+ memcg-hugetlb-adding-hugetlb-counters-to-memcg.patch added to mm-unstable branch

[Date Prev][Date Next][Thread Prev][Thread Next][Date Index][Thread Index]

 



The patch titled
     Subject: memcg/hugetlb: adding hugeTLB counters to memcg
has been added to the -mm mm-unstable branch.  Its filename is
     memcg-hugetlb-adding-hugetlb-counters-to-memcg.patch

This patch will shortly appear at
     https://git.kernel.org/pub/scm/linux/kernel/git/akpm/25-new.git/tree/patches/memcg-hugetlb-adding-hugetlb-counters-to-memcg.patch

This patch will later appear in the mm-unstable branch at
    git://git.kernel.org/pub/scm/linux/kernel/git/akpm/mm

Before you just go and hit "reply", please:
   a) Consider who else should be cc'ed
   b) Prefer to cc a suitable mailing list as well
   c) Ideally: find the original patch on the mailing list and do a
      reply-to-all to that, adding suitable additional cc's

*** Remember to use Documentation/process/submit-checklist.rst when testing your code ***

The -mm tree is included into linux-next via the mm-everything
branch at git://git.kernel.org/pub/scm/linux/kernel/git/akpm/mm
and is updated there every 2-3 working days

------------------------------------------------------
From: Joshua Hahn <joshua.hahnjy@xxxxxxxxx>
Subject: memcg/hugetlb: adding hugeTLB counters to memcg
Date: Mon, 28 Oct 2024 14:05:05 -0700

This patch introduces a new counter to memory.stat that tracks hugeTLB
usage, only if hugeTLB accounting is done to memory.current.  This feature
is enabled the same way hugeTLB accounting is enabled, via the
memory_hugetlb_accounting mount flag for cgroupsv2.

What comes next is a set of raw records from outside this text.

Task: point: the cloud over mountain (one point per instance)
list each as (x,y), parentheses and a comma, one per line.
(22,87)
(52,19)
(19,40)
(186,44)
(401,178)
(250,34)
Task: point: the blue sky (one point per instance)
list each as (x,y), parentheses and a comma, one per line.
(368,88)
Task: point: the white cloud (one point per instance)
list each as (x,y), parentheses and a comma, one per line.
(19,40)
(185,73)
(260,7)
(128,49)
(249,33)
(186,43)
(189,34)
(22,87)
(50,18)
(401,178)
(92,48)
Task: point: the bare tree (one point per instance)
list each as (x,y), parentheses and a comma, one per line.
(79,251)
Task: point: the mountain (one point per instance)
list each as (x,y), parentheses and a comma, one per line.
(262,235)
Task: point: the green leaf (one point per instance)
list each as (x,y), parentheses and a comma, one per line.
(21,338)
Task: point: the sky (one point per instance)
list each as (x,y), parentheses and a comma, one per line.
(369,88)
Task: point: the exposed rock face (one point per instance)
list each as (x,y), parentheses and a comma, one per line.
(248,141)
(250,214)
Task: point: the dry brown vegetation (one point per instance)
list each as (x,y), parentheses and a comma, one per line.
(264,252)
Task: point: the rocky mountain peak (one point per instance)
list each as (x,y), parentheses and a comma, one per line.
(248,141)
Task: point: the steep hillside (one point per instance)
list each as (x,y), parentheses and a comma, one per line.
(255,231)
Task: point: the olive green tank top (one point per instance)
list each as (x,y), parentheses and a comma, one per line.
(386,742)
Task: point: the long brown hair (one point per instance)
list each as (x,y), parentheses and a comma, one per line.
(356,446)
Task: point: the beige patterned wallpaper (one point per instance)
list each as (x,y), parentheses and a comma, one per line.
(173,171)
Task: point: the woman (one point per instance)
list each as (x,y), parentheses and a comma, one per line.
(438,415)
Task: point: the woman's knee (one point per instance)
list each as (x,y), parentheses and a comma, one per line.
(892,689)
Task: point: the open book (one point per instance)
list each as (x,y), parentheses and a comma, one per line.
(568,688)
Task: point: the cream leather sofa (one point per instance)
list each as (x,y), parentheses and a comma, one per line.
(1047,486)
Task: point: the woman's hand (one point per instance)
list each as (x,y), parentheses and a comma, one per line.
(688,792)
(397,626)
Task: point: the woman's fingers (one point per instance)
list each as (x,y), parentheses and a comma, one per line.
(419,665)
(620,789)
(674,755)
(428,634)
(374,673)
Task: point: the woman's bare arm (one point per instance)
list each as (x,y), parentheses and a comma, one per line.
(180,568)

1. Why is this patch necessary?
Currently, memcg hugeTLB accounting is an opt-in feature [1] that adds
hugeTLB usage to memory.current.  However, the metric is not reported in
memory.stat.  Given that users often interpret memory.stat as a breakdown
of the value reported in memory.current, the disparity between the two
reports can be confusing.  This patch solves this problem by including the
metric in memory.stat as well, but only if it is also reported in
memory.current (it would also be confusing if the value was reported in
memory.stat, but not in memory.current)

Aside from the consistency between the two files, we also see benefits in
observability.  Userspace might be interested in the hugeTLB footprint of
cgroups for many reasons.  For instance, system admins might want to
verify that hugeTLB usage is distributed as expected across tasks: i.e. 
memory-intensive tasks are using more hugeTLB pages than tasks that don't
consume a lot of memory, or are seen to fault frequently.  Note that this
is separate from wanting to inspect the distribution for limiting purposes
(in which case, hugeTLB controller makes more sense).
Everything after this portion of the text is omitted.